Just about any pump will work for a loop with just a CPU block. You shouldn’t have to worry about that. When you add an additional block, you need at least a DDC pump. If you go for anything more, a D5 is mandatory. Of course, overkill won’t hurt, so if you want to invest in a D5 on the outset, that’s alright too.
Some pumps come with a built-in reservoir. There’s nothing particularly good or bad about that. Pick what’s right for your computer and your configuration.
Fittings And Tubing
There are two basic types of fittings, barbs and compression fittings. Barbs look like a nozzle, and you just fit tubing over them. Compression fittings are similar, but they have an additional ring that slides over the tube, pressing it down, and connects to the base barb piece. Compression fittings are more secure and look better. Go with them whenever you can.
Tubing doesn’t quite matter as much. The diameter of the tubing can help to control pressure and flow rate. A smaller inner diameter limits flow but increases pressure. With a wider diameter, the coolant flows more freely but at a lower pressure. Make absolutely sure that the inner diameter of your tubing matches your fittings.
Finally, you have the option for hard tubing. There are multiple options for materials with hard tubing, but the most common is acrylic. Hard tubing looks better than soft tubing, and it’s more secure, since it doesn’t move. It also requires extra work to bend.

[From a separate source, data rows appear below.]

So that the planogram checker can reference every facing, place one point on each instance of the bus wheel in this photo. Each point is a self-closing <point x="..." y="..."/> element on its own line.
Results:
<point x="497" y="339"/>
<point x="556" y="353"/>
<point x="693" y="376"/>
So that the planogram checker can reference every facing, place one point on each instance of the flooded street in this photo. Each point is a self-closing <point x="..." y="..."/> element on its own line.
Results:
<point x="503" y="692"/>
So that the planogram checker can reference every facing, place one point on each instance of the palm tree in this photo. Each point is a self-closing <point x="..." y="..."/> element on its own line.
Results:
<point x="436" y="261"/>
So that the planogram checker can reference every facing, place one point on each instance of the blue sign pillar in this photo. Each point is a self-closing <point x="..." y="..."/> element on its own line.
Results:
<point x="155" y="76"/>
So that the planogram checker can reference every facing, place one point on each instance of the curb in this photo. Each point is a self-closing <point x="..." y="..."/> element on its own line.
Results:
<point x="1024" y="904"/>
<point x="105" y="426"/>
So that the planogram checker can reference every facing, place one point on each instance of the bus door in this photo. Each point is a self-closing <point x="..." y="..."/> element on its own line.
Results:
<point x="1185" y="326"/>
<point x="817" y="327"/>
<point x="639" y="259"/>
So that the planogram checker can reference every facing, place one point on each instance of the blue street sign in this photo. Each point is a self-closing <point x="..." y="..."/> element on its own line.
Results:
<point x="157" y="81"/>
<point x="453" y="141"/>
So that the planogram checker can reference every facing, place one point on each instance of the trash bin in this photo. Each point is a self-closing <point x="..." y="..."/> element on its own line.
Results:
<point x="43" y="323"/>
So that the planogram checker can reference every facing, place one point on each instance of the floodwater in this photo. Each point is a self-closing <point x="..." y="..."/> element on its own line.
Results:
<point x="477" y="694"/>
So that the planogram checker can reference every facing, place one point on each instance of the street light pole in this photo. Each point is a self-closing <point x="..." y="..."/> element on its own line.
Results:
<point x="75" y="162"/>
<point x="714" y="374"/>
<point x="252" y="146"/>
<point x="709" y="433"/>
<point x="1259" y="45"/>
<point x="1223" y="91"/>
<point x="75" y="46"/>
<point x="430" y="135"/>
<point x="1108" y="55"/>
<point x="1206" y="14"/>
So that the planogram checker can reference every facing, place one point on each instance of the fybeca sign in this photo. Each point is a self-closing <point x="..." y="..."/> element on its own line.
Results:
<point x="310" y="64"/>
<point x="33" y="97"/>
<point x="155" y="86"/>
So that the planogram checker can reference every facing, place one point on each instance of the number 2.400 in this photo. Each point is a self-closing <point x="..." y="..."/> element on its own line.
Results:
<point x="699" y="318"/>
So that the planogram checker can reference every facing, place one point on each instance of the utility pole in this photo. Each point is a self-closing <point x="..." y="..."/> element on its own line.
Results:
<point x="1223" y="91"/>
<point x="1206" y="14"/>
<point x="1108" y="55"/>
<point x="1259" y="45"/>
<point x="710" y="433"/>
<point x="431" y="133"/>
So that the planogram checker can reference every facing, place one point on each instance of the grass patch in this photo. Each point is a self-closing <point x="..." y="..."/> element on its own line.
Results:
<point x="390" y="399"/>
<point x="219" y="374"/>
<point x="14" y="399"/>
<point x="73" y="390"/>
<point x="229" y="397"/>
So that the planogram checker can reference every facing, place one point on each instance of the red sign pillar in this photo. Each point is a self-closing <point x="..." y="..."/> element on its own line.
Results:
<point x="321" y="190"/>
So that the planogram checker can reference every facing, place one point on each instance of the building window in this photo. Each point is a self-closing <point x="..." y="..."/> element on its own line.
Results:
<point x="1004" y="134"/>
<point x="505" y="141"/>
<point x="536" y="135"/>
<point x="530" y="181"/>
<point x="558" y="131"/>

If you choose hard tubing, select compatible hard tubing compression fittings.
Again, you have options. Coolant shouldn’t matter too much, but it can have a minor impact on temperatures. Any of the non-conductive coolant options should work well. If you’re interested in a specific color, you can mix up dyes with your coolant. There’s some great options.
There are two other options. Nanofluid coolants are very good, but they’re also expensive. They do tend to lower temperatures over more conventional coolants, though.
If you’re more adventurous, you can run plain distilled water in the system. By some accounts, it cools even better than nanofluids. If not, it’s still close. The obvious drawback to distilled water is the risk. If one drop of water leaks out, there’s a good chance your whole computer will be fried. You also need to run some form of anti-microbial protection in the loop to prevent algae and the like from developing.
All coolant needs to be changed. Most conventional coolants can last for around a year. Nanofluids can sometimes go up to two years. Change distilled water every six months.
Is Liquid Cooling Worth It?
The value of liquid cooling is very subjective. Liquid cooling is expensive. Try pricing out a loop. Even the most basic custom liquid cooling loop will run around $200, and that’s very basic.
CPUs and GPUs are getting more efficient, and air cooling solutions are usually able to keep up. AMD’s Ryzen processors can even be overclocked to speeds approaching their upper limit on the stock coolers that they’re bundled with. There’s no need for liquid cooling there.
So, is liquid cooling worth it? It only is if you want it to be. Liquid cooling is more of an aesthetic choice and an additional aspect to the hobby of PC building and customization. If you enjoy building computers and want to add a new dimension to that, liquid cooling might be perfect for you. If you’re looking into liquid cooling to get more out of your CPU, you’re probably better just buying a more powerful CPU. It’ll probably be cheaper. If you’re looking for a solid cooler to overclock with and don’t want a huge heatsink, consider the better AIO solutions. They’ll solve your problem with minimal hassle.